Watch Out For Bull Trap in Bitcoin (BTC), XRP, Dogecoin as S&P 500 Prints Rising Wedge, U.S. Inflation Looms


This is a daily analysis by CoinDesk analyst and Chartered Market Technician Omkar Godbole.

Major cryptocurrencies are looking bullish, with market leader bitcoin exhibiting a classic inverse head-and-shoulders breakout that could propel it toward $120,000.

But there’s a catch. The daily chart for the S&P 500 E-Mini futures is displaying a bearish pattern, indicating a potential sell-off that could weigh on the cryptocurrency market and trap bulls on the wrong side of the market.

S&P 500 hits record high with rising wedge

The E-mini futures have risen nearly 5% to a record high of $6,542 since Aug. 1. The slow ascent has taken the shape of a rising wedge pattern identified by converging trendlines connecting July 31 and Aug. 15 highs and lows reached on Aug. 1 and Aug. 22.

The converging trendlines indicate that bullish momentum is waning, increasing the likelihood of a sell-off.

When asked to identify and analyze the pattern on the S&P 500 futures, Google Gemini replied, “When a rising wedge, which is a bearish reversal pattern, appears after an extended rally to record highs, it significantly increases the probability of a sharp downside move. It suggests that buyers are exhausted and that the rally is running on fumes. The pattern indicates that the market is setting up for a major trend reversal rather than a simple pullback.”

Cryptocurrencies are known to closely track Wall Street sentiment, which means that a potential decline in the S&P 500 could weigh on bitcoin and other cryptocurrencies.

S&P 500 e-mini futures have risen to record highs with a rising wedge. (TradingView/CoinDesk)

Inflation eyed

The odds of a breakdown in the S&P 500 could rise sharply if Thursday’s U.S. consumer price index (CPI) prints hotter than expected. Such a result, combined with the recent labor market weakness, may rekindle fears of stagflation—the worst-case scenario for risk assets—putting additional pressure on equities and cryptocurrencies alike.

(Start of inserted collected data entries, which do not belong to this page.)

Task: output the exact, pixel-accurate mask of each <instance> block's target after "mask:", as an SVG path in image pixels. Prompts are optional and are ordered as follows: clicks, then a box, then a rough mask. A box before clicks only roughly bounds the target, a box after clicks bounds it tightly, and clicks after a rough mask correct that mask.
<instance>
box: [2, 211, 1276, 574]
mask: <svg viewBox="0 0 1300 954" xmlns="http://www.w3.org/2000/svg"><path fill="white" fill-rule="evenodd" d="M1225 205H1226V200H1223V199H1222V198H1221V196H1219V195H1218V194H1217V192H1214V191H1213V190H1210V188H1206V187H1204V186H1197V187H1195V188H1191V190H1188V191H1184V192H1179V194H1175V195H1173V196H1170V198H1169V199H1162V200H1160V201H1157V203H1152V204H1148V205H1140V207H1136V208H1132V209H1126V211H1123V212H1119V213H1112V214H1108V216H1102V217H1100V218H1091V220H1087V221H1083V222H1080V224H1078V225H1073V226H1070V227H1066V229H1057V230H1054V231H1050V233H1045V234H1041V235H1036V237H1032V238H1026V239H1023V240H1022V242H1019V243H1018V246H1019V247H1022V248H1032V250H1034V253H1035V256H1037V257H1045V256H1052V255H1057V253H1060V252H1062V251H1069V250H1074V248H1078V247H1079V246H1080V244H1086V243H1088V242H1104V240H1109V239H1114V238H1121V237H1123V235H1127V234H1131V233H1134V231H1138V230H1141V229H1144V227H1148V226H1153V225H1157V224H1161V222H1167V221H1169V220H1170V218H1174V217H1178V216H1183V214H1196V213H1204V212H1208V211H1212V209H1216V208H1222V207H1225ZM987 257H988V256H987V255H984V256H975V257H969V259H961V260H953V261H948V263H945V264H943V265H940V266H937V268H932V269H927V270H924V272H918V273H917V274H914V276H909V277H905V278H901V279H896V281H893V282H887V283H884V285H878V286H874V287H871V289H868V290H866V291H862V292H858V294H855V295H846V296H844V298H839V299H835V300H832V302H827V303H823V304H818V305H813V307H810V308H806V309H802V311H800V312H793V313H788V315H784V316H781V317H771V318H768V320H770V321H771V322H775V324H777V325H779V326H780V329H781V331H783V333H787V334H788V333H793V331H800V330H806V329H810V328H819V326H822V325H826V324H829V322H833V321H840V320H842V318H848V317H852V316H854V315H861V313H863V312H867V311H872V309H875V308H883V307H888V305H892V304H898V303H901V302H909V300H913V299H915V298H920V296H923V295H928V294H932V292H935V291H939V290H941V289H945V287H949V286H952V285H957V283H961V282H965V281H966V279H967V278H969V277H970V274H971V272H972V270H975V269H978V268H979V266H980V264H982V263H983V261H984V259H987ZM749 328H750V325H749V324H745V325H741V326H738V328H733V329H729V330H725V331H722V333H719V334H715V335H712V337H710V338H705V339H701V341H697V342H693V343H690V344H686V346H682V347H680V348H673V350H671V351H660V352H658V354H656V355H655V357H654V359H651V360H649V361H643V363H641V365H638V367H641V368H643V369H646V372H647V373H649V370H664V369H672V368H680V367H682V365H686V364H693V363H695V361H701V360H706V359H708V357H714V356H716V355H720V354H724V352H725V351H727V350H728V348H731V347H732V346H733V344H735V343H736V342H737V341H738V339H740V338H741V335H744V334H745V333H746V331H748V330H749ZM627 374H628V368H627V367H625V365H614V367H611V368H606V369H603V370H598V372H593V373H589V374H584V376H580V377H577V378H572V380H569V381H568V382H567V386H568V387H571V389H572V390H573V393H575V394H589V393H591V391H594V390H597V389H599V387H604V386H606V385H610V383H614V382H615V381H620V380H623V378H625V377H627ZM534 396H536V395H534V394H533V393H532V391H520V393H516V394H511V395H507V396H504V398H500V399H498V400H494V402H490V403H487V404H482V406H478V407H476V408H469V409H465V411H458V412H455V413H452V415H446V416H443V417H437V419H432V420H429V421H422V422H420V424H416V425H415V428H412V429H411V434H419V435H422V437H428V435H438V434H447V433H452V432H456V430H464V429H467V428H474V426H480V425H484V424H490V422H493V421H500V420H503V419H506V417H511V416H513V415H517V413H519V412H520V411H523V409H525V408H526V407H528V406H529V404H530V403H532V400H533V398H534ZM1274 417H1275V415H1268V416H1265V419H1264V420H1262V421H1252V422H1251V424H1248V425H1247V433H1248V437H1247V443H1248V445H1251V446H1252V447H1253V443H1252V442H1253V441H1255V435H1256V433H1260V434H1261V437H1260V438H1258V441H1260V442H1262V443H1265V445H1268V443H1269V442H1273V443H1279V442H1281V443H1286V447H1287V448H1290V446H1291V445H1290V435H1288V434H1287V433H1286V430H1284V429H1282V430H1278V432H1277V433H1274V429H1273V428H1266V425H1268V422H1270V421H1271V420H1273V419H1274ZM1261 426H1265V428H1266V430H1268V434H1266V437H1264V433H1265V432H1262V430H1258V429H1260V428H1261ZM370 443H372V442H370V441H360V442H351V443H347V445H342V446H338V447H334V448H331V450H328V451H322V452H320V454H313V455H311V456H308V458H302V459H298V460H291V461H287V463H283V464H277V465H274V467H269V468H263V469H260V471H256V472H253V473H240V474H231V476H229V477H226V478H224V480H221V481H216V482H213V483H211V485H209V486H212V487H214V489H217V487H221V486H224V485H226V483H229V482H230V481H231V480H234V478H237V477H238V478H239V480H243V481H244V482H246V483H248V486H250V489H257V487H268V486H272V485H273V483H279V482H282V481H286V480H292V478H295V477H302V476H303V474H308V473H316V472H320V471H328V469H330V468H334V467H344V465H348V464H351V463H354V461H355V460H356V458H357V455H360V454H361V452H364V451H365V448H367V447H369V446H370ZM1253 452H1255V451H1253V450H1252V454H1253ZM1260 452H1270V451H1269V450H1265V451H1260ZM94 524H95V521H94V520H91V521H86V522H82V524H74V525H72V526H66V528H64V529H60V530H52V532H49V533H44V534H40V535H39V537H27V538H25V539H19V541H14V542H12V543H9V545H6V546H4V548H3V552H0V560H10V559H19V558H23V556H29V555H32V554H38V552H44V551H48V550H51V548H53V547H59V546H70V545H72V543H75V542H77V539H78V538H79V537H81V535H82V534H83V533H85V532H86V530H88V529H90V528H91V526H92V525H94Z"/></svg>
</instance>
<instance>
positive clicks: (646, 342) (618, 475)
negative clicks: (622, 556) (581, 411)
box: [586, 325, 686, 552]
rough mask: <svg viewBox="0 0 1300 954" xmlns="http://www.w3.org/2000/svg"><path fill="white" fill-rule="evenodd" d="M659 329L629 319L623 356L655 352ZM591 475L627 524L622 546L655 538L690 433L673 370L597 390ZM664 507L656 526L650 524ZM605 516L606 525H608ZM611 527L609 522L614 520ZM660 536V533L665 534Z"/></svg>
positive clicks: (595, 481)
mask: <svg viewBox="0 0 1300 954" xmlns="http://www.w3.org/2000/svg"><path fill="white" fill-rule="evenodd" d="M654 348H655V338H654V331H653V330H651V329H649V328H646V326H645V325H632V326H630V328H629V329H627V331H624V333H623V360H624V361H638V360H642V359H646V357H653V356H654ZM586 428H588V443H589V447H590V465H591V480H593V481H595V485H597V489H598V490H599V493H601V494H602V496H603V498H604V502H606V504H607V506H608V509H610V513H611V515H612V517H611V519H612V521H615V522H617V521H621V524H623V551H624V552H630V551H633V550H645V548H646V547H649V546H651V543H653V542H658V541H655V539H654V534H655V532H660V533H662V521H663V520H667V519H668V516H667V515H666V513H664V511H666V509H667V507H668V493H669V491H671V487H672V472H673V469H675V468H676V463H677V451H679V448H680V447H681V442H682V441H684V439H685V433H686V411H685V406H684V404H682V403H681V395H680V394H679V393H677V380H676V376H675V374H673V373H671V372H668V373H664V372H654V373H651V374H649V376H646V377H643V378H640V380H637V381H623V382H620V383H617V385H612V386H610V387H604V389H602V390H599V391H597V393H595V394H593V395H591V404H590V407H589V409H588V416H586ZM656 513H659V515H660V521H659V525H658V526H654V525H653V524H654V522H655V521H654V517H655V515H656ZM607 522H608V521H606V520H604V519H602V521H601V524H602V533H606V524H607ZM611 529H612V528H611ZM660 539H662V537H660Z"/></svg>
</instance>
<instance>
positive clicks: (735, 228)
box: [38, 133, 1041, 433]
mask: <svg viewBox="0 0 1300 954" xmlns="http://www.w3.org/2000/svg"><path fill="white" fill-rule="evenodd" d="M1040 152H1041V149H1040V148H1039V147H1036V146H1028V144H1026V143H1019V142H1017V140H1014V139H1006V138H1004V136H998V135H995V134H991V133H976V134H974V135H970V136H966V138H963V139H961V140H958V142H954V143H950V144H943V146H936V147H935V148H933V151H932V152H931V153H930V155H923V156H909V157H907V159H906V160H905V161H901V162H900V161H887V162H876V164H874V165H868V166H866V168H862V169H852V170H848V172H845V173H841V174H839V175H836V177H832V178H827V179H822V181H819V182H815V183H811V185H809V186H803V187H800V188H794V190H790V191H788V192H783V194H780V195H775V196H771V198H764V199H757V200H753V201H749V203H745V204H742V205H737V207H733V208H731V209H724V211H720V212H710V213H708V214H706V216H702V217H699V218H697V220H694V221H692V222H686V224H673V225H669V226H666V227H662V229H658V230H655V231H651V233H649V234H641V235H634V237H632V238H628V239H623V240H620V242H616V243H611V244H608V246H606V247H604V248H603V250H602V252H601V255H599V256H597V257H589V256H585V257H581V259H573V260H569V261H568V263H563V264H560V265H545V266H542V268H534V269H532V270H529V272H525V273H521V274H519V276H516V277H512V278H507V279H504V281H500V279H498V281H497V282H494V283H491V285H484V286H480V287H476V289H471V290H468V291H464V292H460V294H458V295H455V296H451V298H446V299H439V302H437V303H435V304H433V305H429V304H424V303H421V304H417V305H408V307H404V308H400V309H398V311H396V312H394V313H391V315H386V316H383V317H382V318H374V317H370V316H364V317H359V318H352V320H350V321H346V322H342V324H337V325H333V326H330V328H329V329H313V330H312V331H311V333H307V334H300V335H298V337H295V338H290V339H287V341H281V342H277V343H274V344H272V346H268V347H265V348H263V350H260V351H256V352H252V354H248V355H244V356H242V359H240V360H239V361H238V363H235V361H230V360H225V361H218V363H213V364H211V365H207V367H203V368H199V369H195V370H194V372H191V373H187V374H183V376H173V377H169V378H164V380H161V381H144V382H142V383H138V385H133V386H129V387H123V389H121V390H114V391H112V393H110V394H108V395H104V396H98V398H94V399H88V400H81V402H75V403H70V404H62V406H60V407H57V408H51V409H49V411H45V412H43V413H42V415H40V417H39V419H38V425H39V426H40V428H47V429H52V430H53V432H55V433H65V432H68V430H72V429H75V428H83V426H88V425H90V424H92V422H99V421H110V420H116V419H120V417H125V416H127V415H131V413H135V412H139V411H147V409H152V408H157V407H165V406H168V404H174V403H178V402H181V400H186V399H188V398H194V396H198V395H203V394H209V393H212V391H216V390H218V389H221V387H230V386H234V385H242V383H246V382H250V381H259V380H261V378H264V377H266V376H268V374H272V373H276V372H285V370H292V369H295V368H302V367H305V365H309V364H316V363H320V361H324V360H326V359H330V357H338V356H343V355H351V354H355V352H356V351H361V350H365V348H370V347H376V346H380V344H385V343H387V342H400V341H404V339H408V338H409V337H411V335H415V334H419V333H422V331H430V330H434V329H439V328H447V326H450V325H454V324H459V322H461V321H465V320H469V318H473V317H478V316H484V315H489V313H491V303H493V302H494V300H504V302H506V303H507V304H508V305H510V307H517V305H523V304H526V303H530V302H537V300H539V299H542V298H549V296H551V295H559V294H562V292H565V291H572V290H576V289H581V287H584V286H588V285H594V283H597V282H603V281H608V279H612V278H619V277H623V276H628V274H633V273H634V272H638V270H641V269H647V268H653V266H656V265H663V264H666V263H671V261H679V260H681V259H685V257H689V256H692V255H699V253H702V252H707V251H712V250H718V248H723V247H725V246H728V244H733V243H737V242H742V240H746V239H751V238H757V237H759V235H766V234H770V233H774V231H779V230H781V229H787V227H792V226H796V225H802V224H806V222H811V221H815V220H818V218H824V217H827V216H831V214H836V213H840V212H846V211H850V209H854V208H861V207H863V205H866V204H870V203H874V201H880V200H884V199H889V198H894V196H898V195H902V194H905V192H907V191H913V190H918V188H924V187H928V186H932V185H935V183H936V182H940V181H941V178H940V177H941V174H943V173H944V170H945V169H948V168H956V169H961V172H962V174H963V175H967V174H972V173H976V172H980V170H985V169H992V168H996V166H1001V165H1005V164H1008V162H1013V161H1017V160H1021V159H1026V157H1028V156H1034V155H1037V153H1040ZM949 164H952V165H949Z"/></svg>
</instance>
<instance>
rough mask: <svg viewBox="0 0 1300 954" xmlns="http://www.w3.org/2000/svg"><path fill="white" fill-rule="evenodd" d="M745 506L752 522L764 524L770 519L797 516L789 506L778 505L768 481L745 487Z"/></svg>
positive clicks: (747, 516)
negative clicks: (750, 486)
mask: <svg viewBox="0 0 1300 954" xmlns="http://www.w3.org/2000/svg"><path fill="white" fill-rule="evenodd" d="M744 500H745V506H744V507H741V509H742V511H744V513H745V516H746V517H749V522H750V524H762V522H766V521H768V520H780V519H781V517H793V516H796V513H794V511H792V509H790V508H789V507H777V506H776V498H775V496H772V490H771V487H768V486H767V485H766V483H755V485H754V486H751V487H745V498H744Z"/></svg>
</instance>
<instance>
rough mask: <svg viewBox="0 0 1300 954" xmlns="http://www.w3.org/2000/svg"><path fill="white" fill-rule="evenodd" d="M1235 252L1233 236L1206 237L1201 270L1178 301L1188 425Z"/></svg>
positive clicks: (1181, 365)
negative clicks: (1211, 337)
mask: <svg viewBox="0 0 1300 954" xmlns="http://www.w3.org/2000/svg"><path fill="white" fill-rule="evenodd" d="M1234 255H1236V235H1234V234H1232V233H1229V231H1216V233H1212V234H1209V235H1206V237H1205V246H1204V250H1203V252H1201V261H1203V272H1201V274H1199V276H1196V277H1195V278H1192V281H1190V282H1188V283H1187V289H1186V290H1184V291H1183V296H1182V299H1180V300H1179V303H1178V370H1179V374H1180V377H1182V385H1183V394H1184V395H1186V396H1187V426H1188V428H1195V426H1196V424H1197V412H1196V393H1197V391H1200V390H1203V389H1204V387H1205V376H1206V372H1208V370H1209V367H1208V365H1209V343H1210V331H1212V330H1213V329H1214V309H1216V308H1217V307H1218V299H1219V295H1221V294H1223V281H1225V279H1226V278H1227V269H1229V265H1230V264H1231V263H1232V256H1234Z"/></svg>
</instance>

The median forecast for the U.S. Consumer Price Index (CPI) in August 2025 is a 2.9% year-over-year increase (not seasonally adjusted), according to FactSet. If this estimate holds true, it will be the highest annual rise since January 2025, when the CPI reached 3.0% and well above the Fed’s 2% target. Additionally, this 2.9% figure would surpass the trailing twelve-month average inflation rate of 2.6%.

More importantly, the median estimate (year-over-year, not seasonally adjusted) for the core CPI, which excludes food and energy, is 3.1%.

BTC, ETH options are already biased bearish

The 25-delta risk reversals tied to Deribit-lited bitcoin and ether options were negative out to December expiry, according to data source Amberdata. In other words, short and near-dated BTC and ETH puts traded at a premium to calls, reflecting a bias for downside protection.

A put option protects the buyer from a decline in the value of the underlying asset. A call provides an asymmetric bullish exposure. The 25-delta risk reversal involves the simultaneous purchase of a put option and sale of a call, or vice versa.

According to Options Insights’ Founder, Imran Lakha, the put bias in BTC is likely due to institutions placing long-term hedges. Flows have continued to trend lower on the over-the-counter tech platform Paradigm.

“Flows again featured the [ETH] 26 Sep 4k put, lifted up to 73v,” Paradigm noted.

XRP is indecisive, DOGE looks north

While BTC’s inverse head-and-shoulders breakout suggests a strong bullish direction, XRP’s price action appears indecisive.

The payments-focused cryptocurrency remains locked in a descending triangle and continues to trade within the Ichimoku cloud. Together, these indicators suggest a period of consolidation and uncertainty.

XRP's price chart with key indicators. (TradingView/CoinDesk)

XRP remains trapped in the descending triangle and cloud indicator. (TradingView/CoinDesk)

A breakout from the triangle might invite stronger buying pressure, potentially leading to a re-test of $3.38, the swing high from Aug. 8. That said, the descending triangle, by itself, is generally considered a bearish pattern. That’s because the downward-sloping trendline connecting lower highs indicates that sellers are progressively getting stronger and could soon penetrate the horizontal support level.

Speaking of DOGE, it has retaken the bullish trendline from June lows, trapping sellers on the wrong side of the market. Additionally, prices have crossed into bullish territory above the Ichimoku cloud, which suggests scope for a test of the July high of 28.76 cents.

DOGE's daily price chart. (TradingView/CoinDesk)

DOGE has retaken the bullish trendline. (TradingView/CoinDesk)

However, traders still need to watch out for a potential rising wedge breakdown in S&P 500 futures, as a reversal there could cap gains in DOGE and weigh on its price momentum.